The landscape of cable fire risk factors is typically intricate, with a complex evolutionary mechanism. Through the construction of a DBN, the interplay between these risk factors is succinctly captured via directed arcs and conditional probabilities, as visually presented in Figure 6 and Table 3. Moreover, probability-based reasoning within the DBN empowers us to quantify risk and provide a lucid portrayal of risk evolution over time, as demonstrated in Figure 11 and Figure 12. Hence, it is conducive to grasping the dynamic risk profiles of cable fires using the DBN. Furthermore, because the cable fire risk evolution is a continuous and dynamic process, the states of the intermediate nodes may be affected by the previous moment, such as Y6 (Overheating risk) and Y7 (pyrolysis risk). The DBN associates nodes between adjacent moments by introducing Markov chains, whereas the traditional BN cannot reflect the influence of nodes at different times.

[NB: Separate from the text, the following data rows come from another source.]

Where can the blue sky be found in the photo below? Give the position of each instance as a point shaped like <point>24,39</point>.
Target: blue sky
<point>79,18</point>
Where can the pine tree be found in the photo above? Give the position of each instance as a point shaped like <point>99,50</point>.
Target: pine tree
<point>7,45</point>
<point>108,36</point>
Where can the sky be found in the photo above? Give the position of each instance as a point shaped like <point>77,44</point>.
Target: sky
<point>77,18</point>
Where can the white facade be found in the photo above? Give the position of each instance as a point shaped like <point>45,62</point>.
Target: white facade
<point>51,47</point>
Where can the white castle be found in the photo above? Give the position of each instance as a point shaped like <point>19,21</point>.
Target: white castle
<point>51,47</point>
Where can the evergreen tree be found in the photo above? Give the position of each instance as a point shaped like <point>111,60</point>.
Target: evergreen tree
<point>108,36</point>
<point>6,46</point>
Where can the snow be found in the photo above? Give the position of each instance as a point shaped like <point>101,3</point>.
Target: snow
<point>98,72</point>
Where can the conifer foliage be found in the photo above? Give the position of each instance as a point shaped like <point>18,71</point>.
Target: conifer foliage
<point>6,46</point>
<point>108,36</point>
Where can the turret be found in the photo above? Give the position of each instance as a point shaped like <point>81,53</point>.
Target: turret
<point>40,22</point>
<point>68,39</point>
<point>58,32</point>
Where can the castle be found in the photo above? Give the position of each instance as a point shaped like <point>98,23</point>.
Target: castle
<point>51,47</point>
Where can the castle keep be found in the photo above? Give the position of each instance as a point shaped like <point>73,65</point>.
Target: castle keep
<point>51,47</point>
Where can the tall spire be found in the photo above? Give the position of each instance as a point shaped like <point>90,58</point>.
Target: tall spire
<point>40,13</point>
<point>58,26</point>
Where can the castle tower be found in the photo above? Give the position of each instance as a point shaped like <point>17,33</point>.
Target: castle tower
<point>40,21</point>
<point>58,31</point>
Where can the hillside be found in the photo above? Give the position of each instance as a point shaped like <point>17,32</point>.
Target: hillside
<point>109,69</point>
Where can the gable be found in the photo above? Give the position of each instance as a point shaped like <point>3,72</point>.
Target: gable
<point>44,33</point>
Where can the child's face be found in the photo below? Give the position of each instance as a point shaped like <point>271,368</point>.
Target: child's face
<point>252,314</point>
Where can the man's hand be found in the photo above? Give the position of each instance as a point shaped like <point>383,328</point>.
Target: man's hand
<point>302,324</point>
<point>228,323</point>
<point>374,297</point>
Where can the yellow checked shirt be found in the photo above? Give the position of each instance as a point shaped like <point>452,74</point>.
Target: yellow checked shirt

Therefore, it is reasonable to use a DBN for the dynamic risk reasoning of cable fires.
The purpose of risk assessment is to prevent and control risks over time. Thus, after obtaining quantitative dynamic risk profiles, it is necessary to analyze the key factors of risk prevention and control. As presented in Figure 12 and Figure 14, FV importance reflects the degree of risk reduction caused by root node state improvement, and BM importance reflects the degree of risk increase caused by root node state deterioration. Therefore, introducing FV and BM into DBN can provide a dynamic and targeted reference for risk prevention and control.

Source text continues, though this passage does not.